Effects of Age and Exercise on Endothelial Function in Skeletal Muscle: Role of Reactive Oxygen Species
Judy M. Muller-Delp, PhD
Department of Physiology and Functional Genomics
University of Florida
Monday, May 10, 2010
Arthur & Sonia Labatt Health Sciences Building
Dr. Judy Muller-Delp is an Associate Professor in the Department of Physiology and Functional Genomics at the University of Florida. Dr. Muller-Delp’s research, which is NIH-funded, examines aging, exercise and exercise training, and cardiovascular and micro- vascular control of blood flow. Dr. Muller-Delp has been an invited speaker in symposium sponsored by the American College of Sports Medicine, Experimental Biology, World Congress for Microcirculation, Canadian Federation of Biological Sciences, and American Aging Association, and was an invited lecturer for American College of Sports Medicine Lecture Tour.
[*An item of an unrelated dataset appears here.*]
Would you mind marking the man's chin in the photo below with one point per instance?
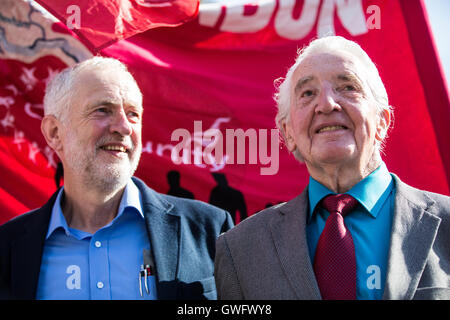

Abstract: Aging is associated with a decrease in muscle blood flow during exercise. Our research demonstrated age-induced impairments in endothelium-dependent dilation of resistance arterioles from skeletal locomotor muscle through alterations in nitric oxide (NO) signaling, which was restored with exercise training. Also our data indicate that the reduction of NO-mediated dilation is accompanied by an increase in reactive oxygen species (ROS) which function as signaling molecules contributing to compensatory vasodilation in skeletal muscle arterioles from aged animals. Exercise training, while increasing production of ROS, also increases anti-oxidant enzymes which serve to restore vasodilatory function in older animals. Thus, exercise training may stabilize vascular endothelial NO synthase function and may help maintain the balance between NO- and ROS-dependent vasodilation.